Pero más allá de entretener a sus lectores, Llarena estaba dando argumentos para que el odio se inflamase por la España poco dilecta y extensa. La crueldad de sus decisiones no siempre estaba respaldada por el equilibrio que un juez siempre debe observar entre deseo y realidad, y es esto, en efecto, lo que vienen a reprocharle desde el Tribunal de la UE. Y no es la primera vez que recibe un varapalo semejante. Y las que pronto vendrán.

Lo que pienso yo ante esta sentencia es que el premio Planeta no debería haber sido este año para Cercas, sino para la pluma inspiradísima del desafortunado juez: se lo merecía más. Qué lástima que no presentara sus autos a concurso, cuando se sabe además que dentro de ese grupo de propagación editorial cuenta con adeptos a su literatura tan irredentos como yo. Críticos de tan buen gusto jurídico como Pérez Royo o Martín Pallín, siempre pusieron en valor la capacidad de fantasear del magistrado.

Por cierto, me consta que Javier Zaragoza sí que tenía intención de poner en valor su pluma aspirando al Premio Novela Negra de RBA. Lo iba a hacer bajo el pseudónimo Fiscal Razzi, aunque a la postre desistió: le informaron a tiempo de que en esta edición se presentaba un tejano arrogante tocado por un sombrero Stenton, ex marine de Afganistán, casi nada, y claro, "así es que no hay manera", parece que resopló con desánimo en las narices del confidente.

Y es una lástima, pues menuda novela de conclusiones para aniquilar a los doce patibularios del procés firmó Zaragoza.
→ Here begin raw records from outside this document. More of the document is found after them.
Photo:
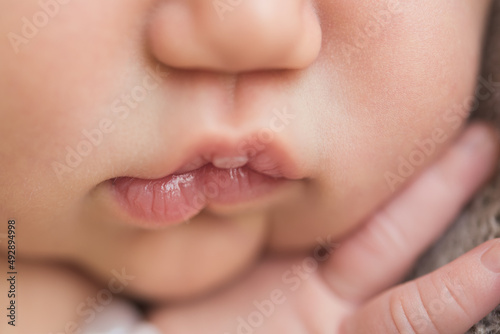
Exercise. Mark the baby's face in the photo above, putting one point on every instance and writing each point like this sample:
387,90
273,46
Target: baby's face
265,124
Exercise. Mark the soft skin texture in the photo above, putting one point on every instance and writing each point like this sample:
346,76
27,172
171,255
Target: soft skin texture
359,104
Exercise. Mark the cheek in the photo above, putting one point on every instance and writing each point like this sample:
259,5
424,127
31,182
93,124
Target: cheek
409,83
58,83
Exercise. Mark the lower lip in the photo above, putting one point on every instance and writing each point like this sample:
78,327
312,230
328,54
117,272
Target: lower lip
177,198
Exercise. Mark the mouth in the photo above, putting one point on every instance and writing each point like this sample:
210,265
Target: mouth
219,182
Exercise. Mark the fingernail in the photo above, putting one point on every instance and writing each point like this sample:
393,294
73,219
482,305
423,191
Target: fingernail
145,328
491,258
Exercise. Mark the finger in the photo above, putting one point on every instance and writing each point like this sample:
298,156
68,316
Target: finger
381,253
449,300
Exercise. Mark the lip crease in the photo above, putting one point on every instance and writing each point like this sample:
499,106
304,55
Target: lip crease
178,197
212,177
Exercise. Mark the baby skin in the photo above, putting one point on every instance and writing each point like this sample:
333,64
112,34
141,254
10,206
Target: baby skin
244,166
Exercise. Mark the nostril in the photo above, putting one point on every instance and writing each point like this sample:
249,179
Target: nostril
254,35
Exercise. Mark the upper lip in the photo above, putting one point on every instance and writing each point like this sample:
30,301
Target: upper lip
273,159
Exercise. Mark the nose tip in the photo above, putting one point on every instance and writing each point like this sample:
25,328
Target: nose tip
235,35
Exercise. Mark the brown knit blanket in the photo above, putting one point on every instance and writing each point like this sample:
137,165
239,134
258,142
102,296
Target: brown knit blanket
480,220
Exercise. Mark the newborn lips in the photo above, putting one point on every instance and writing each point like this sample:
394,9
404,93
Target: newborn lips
179,197
214,177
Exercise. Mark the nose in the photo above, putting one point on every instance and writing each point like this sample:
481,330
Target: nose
235,35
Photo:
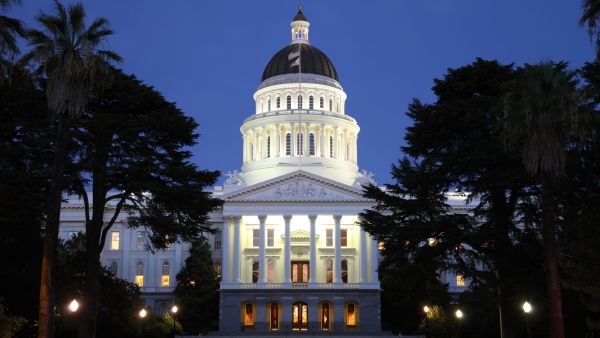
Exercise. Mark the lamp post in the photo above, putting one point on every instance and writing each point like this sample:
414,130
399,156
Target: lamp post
527,308
73,307
459,316
426,310
174,310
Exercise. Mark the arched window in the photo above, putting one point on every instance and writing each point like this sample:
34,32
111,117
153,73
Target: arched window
288,144
351,314
331,146
113,268
139,274
299,144
344,271
248,314
255,269
329,271
164,278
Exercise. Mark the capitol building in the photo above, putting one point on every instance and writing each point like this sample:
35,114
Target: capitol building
288,245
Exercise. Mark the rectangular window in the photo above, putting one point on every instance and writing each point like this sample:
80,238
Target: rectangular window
217,240
271,237
114,240
328,237
256,238
164,280
344,237
141,240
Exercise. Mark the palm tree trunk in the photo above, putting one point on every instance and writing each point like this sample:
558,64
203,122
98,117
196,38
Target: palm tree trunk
551,258
46,305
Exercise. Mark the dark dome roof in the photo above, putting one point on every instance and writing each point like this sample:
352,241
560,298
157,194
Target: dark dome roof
313,62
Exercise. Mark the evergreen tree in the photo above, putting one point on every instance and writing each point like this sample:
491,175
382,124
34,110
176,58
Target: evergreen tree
197,290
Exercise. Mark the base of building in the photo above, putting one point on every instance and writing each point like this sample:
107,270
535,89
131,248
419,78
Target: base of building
300,312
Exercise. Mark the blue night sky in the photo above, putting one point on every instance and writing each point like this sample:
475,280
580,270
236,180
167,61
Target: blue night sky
208,56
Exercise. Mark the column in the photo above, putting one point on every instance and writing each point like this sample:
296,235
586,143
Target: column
277,140
337,277
293,143
374,261
287,252
335,142
363,257
225,245
262,276
313,249
236,248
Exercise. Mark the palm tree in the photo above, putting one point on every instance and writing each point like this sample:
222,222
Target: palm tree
541,115
590,17
69,55
9,30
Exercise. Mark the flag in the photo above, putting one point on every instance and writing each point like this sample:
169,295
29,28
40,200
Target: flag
293,55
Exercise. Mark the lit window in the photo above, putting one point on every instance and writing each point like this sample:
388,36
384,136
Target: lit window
328,237
288,144
255,238
271,271
270,237
300,143
217,240
141,240
164,278
255,269
331,146
139,274
114,242
328,271
113,268
248,315
351,314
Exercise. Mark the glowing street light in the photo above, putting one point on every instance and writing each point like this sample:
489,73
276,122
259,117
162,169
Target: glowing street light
74,305
459,314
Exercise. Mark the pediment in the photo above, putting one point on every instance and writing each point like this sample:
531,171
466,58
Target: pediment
298,186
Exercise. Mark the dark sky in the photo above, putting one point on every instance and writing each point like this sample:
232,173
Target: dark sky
208,56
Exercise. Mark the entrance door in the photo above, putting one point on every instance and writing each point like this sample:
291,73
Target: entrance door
300,272
299,317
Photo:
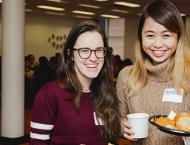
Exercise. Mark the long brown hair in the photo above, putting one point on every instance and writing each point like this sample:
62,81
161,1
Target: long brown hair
166,14
104,99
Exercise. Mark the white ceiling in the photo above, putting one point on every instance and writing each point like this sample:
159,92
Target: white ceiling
105,7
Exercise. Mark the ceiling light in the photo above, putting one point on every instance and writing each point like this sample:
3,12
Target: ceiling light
133,5
101,0
58,1
183,14
83,17
89,6
120,11
50,8
82,12
109,16
28,10
53,13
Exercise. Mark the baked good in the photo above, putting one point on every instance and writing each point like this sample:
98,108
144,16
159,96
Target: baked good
182,121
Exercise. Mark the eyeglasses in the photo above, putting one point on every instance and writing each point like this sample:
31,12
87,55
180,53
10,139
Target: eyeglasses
85,53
Era para quitar el hipo. Su complejidad expositiva de su obra, siempre en el filo de lo, por atildado, vulgar, la hacían sin embargo poco comparable a la ambición estilística de los relatos de Llarena.

La verdad es que no sé a quién pretendía engañar Zaragoza con el pseudónimo que eligió. A mí no, desde luego, que me he leído un par de veces La Cartuja de Parma. ¡Razzi! Ese sí que era un fiscal que sabía darle gusto al Príncipe.

En fin, que Juan Manuel de Prada denunciaba hace poco, sin asomo de amarguras personales, que en España ya no se hace buena literatura: ahora vamos sabiendo por qué: se amustia sin regar en la cabeza de altos togados que dedican su tiempo a berrinches de chancillerías y tribunales. Una verdadera atrocidad.